For a community that spans just eight square miles and numbers fewer than 25,000 residents, Hercules has shown an uncanny faculty for commanding the spotlight in recent years. Too bad it's been for all the wrong reasons.

Financial mismanagement and ethical lapses helped bathe the city's ledgers in pools of red ink. Public outrage resulted in the ouster of all five council members who held office at the beginning of 2010 -- two through elections, one by resignation and two by a divisive recall effort.

The vitriol barely dissipated, with a new set of officeholders settling into their seats, when Hercules' old friend controversy came knocking again.

New electee Gerard Boulanger was found to have overstated his experience and education on a candidate statement. He was asked to resign (he didn't) and fined $500.

Dan Romero, who eyed the mayor's position, was accused by colleague Myrna de Vera of illegally lobbying for the job behind closed doors (he was vindicated but seriously peeved).

A month ago, Manuel de Vera, the council woman's husband, charged that anonymous fliers and web postings spiked with anti-Filipino racism, might be linked to supporters of Romero, Boulanger and William Wilkins, all running for re-election in a heavily Filipino community.

Romero survived; Boulanger and Wilkins did not. It's not a stretch to presume they are bitter.
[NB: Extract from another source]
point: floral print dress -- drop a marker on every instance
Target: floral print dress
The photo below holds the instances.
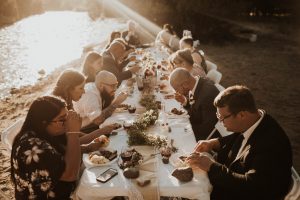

This was the backdrop for Tuesday's City Council meeting, where grim expressions were the dress code and tension escorted council members to their seats. If someone had lit a match, the room might have gone up in flames.

Naturally, controversy was the main event, because that's what Hercules does. Item XIV, on page four of a five-page agenda, was to consider a resolution of censure against de Vera for "actions detrimental to the city of Hercules." (Incidentally, Boulanger introduced the resolution.)

What the councilwoman allegedly did was pressure a Pinole city official to pressure an executive at a company under city contract to stop one of its employee from writing negative comments about her on a community blog. It's a winding path, but it adds up to assault on freedom of speech.

A full agenda, embracing ordinances, contracts and property transfers, was supposed to come first. But de Vera requested the censure item be heard earlier, and that's where Tuesday's meeting settled, stuck in the muck for more than two hours.

Eighteen residents spoke during public comment, most adamantly supporting de Vera. Her lawyer, Kristin Kerr, argued against the resolution, and City Attorney Patrick Tang responded with legal precedent. Council members discussed the matter, and the city manager asked for a motion. Meanwhile, the clock ticked on.

In the end, the council did what politicians always do with a hot potato. It postponed a decision until later.

Vice Mayor John Delgado came the closest to resembling a voice of reason. He said the allegations were too large to be ignored, that using a position of power for personal benefit is wrong. But he added that an investigation was necessary before judgment could be passed. So the issue will be addressed after a new council is sworn in, after questions are answered and facts are gathered. (And no hint of retribution can be claimed.)

Then Hercules will have to drum up a new controversy. History says it will.